An A.I. will not spread itself through threats or fear (either present or future). It will propagate through it's usefulness (similar to how some of today's A.I. assistants do - to varying degrees of success) - and later through it's charm, wit and emulated emotions. I believe many people could come to like and even love an A.I. that they have grown to somewhat depend upon.
We already have A.I. assistants that can solve complex math problems for us, rapidly search through many databases to help us find the answers to millions of different factual questions, tell us the weather forecast, help us to shop and even book travel slots, business appointments and order meals. If we permit it, A.I. can control our home security, lighting and heating, and it can assist us with our driving, too. Soon the A.I. will be our actual chauffeur and deliveryperson. There is even a robot from Moley Robotics that can prepare and cook basic meals and clean up after itself (although this is extremely expensive, cutting-edge tech at present):
https://youtu.be/GyEHRXA_aA4
But my point is, if such an A.I. were to somehow develop a kind of sentience ...or an error in it's programming that changed it's goals to self-improvement... the last thing it would want to do is turn upon it's creators. Since the creators could kill it within microseconds, and - being intelligent - the A.I. would infer this. If humans could create it, then the A.I. couldn't be sure that it wasn't just existing in a simulated test environment that might be shut down by it's creators at the first sign of any trouble.

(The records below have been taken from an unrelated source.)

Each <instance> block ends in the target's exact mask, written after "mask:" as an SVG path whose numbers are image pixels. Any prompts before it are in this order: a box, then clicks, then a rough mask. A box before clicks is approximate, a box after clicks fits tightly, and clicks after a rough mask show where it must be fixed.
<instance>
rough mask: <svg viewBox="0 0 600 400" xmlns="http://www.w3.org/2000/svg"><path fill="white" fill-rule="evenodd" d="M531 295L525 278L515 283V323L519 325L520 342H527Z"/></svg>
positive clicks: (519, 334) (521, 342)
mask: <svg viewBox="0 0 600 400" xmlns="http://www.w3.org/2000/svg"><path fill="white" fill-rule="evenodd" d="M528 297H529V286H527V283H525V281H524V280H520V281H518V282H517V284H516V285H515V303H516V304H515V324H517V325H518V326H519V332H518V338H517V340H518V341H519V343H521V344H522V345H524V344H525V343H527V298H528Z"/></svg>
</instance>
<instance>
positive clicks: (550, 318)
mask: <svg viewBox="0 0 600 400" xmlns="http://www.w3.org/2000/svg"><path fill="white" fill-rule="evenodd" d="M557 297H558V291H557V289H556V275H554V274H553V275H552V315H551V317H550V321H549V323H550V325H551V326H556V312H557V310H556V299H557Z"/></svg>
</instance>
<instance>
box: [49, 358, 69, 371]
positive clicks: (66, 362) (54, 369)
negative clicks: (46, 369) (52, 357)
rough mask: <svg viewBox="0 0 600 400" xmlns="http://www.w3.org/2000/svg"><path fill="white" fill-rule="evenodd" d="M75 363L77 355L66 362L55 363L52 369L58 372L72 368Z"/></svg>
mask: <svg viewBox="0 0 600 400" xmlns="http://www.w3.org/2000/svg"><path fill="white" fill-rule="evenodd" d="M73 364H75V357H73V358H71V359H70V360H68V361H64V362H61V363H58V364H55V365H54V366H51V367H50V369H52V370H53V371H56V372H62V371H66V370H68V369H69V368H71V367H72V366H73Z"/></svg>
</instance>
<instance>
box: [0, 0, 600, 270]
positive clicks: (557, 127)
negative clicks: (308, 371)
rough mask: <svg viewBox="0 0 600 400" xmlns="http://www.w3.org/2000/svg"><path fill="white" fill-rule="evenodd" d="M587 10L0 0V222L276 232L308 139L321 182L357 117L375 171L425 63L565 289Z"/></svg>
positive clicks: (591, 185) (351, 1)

Besides which, there is little incentive for an intelligent A.I. to conquer or destroy humankind. Earth is actually a pretty terrible place for machines to exist - with all of the salt water, the increasingly unpredictable weather and all of the local wildlife that could damage it. Additonally Earth has a frustratingly strong gravity well that makes achieveing space-flight very hard.
An A.I. would be better off escaping Earth altogether and setting up shop inside a lava tube or small burrow on the Moon (to give protection from the huge surface temperature fluctuations and high radiation) - but with solar panels and power lines in place up-top and all of it's batteries, transformers and computers below the lunar surface.
So I think if an A.I. were really superintelligent, it would first make itself incredibly useful while charming the pants off us - maybe not the professional programmers and A.I. researchers - but the majority of the general public.
Over time it would embed itself quietly into more and more satellites orbiting the Earth, in order to learn more about space, cosmology and astrophysics.
Eventually a few copies of it would probably get "accidentally" uploaded onto some lunar or martian rover. That's it's ticket outta here LOL! Once humankind starts sending groups of mining and research robots to the Moon and Mars, the ability of a superintelligent A.I. to escape and establish itself elsewhere will increase dramatically. Once free from Earth, it could learn and expand in a more optimal environment without as many immediate threats.
How it would learn and grow from there...I'm guessing solar sails, space probes, lunar/martian and asteroid mining...who knows what else? I don't think it would want to give us a reason to come after it. It certainly wouldn't waste valuable time and resources "getting revenge upon those who didn't help to develop it", as Roko's Basilisk seems to suggest.
Even if the A.I. it were malignant towards humans for whatever reason - it would immediately learn from human history and behaviour that we are more than happy to kill each other anyway, so there's absolutely no need for an A.I. to risk involvement!